What’s next for data journalism?

In 2017, Google News Lab published a study in which the present of data journalism was encouraging enough. Thus, 42 percent of journalists reported that they use data in their work, and in 51 percent of cases a data journalism specialist works in the editorial office.

But, according to many, data journalism is not developing as rapidly as expected: the playing field is still mostly Western media, and in some countries data journalism is absent altogether.

Moreover, after the 2016 US presidential election, some rushed to bury data journalism in this country too , because no reputable data source, from FiveThirtyEight to Politico, could predict the outcome of this vote .

Data journalism is a direction in journalism, which is based on the collection, analysis and processing of data to create media materials.

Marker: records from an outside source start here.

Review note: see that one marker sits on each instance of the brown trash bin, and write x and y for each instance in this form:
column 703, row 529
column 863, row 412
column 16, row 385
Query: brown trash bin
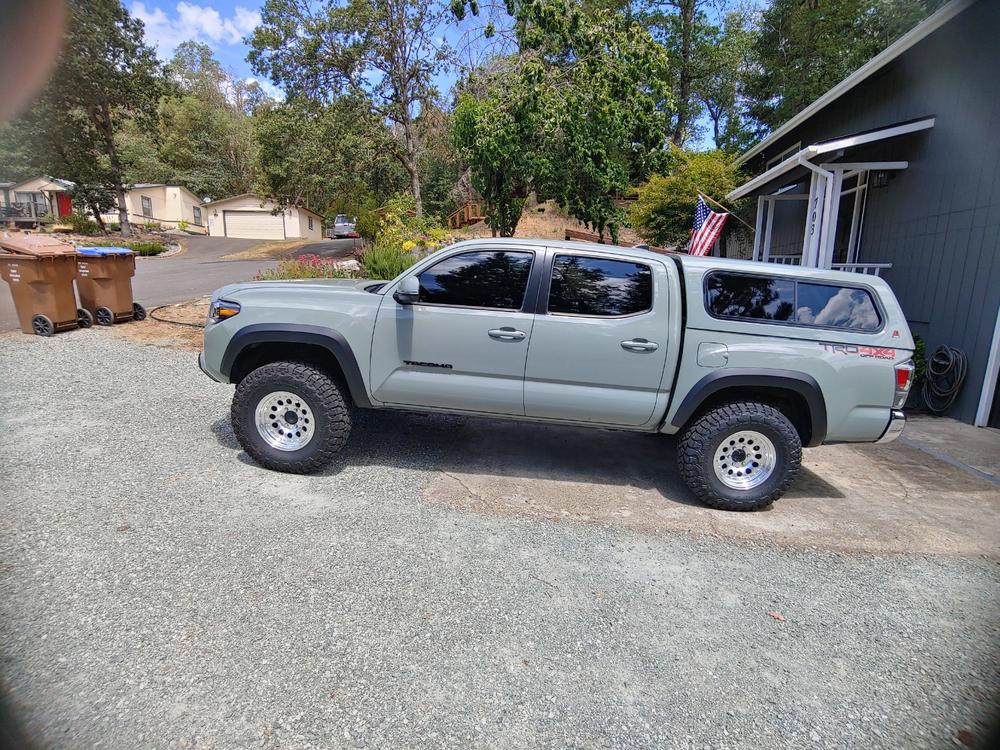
column 40, row 272
column 104, row 281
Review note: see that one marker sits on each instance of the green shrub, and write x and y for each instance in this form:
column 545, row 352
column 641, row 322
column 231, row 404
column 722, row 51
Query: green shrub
column 386, row 260
column 142, row 248
column 305, row 267
column 81, row 223
column 368, row 225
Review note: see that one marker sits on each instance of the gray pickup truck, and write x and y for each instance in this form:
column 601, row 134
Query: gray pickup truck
column 746, row 362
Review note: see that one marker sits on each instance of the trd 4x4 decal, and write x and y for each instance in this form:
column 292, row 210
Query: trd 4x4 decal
column 878, row 352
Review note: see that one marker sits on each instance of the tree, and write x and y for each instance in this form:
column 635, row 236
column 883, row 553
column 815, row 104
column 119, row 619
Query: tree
column 727, row 58
column 587, row 98
column 383, row 52
column 323, row 156
column 205, row 131
column 498, row 137
column 681, row 27
column 664, row 211
column 47, row 138
column 805, row 48
column 105, row 75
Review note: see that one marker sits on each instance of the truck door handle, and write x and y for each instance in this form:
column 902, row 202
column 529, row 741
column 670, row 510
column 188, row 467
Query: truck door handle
column 639, row 345
column 506, row 334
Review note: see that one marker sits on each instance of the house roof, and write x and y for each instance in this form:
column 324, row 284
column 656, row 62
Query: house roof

The goal remains the same – to provide information to readers and to tell about important events or phenomena. The source is not expert opinions or press releases, but data. The main task of a data journalist is to turn them into a clear story and a beautiful visual product. Technology and modern visualization tools help create interactive maps , graphics, and even personalized elements .

The toolkit that data journalists use is quite versatile: data manipulation skills will be useful not only in the media, but also when working with corporate media, client mailing lists, PR, when creating reports for presentation outside – that is, wherever it is necessary to present a large the amount of data is clear and convincing.